Frequently Asked Questions

What caused the $301.93M short liquidation on May 4, 2026?

BTC clearing $80,000 on May 4 acted as a forced-close trigger for short positions that had accumulated over a 67-day period of negative funding rates. The mechanism was passive rather than demand-driven: as price rose, shorts with insufficient margin were automatically liquidated by exchanges, which created additional upward price pressure that liquidated the next tranche of shorts in sequence. This cascade produced 97,235 individual liquidations in 24 hours according to CoinDesk, with BTC contributing $179M and ETH $95M of the $301.93M short total.

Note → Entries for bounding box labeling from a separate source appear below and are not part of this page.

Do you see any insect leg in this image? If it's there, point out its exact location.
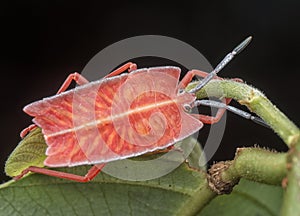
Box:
[195,100,269,128]
[14,164,105,182]
[192,98,232,124]
[179,70,243,89]
[56,72,89,94]
[105,62,137,78]
[179,70,222,89]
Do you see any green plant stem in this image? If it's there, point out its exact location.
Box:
[222,148,287,185]
[208,147,287,194]
[281,141,300,216]
[186,80,300,147]
[187,80,300,216]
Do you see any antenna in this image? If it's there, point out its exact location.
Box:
[188,36,252,93]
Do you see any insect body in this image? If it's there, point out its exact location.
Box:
[10,38,250,182]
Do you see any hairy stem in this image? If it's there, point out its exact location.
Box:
[186,80,300,147]
[281,141,300,216]
[209,147,287,194]
[187,80,300,216]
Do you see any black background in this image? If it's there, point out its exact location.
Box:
[0,0,300,181]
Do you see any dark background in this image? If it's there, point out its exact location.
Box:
[0,0,300,182]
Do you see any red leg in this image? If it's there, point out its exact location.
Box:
[105,62,137,78]
[192,98,231,124]
[14,164,105,182]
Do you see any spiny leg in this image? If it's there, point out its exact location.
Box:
[194,100,270,128]
[14,164,105,182]
[178,70,222,89]
[179,70,243,89]
[192,98,232,124]
[189,36,252,93]
[104,62,137,78]
[179,70,243,124]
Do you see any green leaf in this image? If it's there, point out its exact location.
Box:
[198,179,283,216]
[0,134,215,215]
[5,128,47,177]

CoinDesk noted it was the second occurrence of this pattern within two weeks, with April 18 at $77,000 having produced $593M in shorts as the structural precedent.

Why did total liquidations drop 87.9% from May 7 to May 9?

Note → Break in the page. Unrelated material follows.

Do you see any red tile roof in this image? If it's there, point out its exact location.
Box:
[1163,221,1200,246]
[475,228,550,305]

By May 7, the pool of short positions carrying insufficient margin at prices above $80,000 had largely been exhausted through the April 18-to-May 7 staircase. The May 8 reversal to $79,614 — triggered by a second round of U.S. strikes on Iranian oil tankers — caused existing longs to take profit rather than new shorts to accumulate. With the short overhang depleted, there was no remaining cascade fuel, and May 9 total liquidations fell to $50.26M. Binance's BTC funding rate simultaneously flipped from its prolonged negative average to +0.0043%, providing a real-time confirmation that the structural short imbalance that had powered the cascade sequence had cleared.

How does Hyperliquid's hourly funding settlement differ from Binance's 8-hour cycle, and why does it matter for liquidation risk?

Binance, Bybit, and OKX settle perpetual funding fees three times per day at 8-hour intervals, meaning a position pays or receives the funding rate 21 times per week. Hyperliquid and dYdX settle every hour, resulting in 168 payments per week — eight times the frequency at identical annualized rates. For a $20.3M position at 40x leverage, as held by address 0x128e on Hyperliquid with a $82,236 liquidation price, even a modest negative funding rate compounds aggressively against the short holder. The James Wynn trajectory — 194 liquidations largely on Hyperliquid by March 2026 — illustrates what this compounding looks like over a multi-month horizon when directional conviction persistently opposes the funding environment.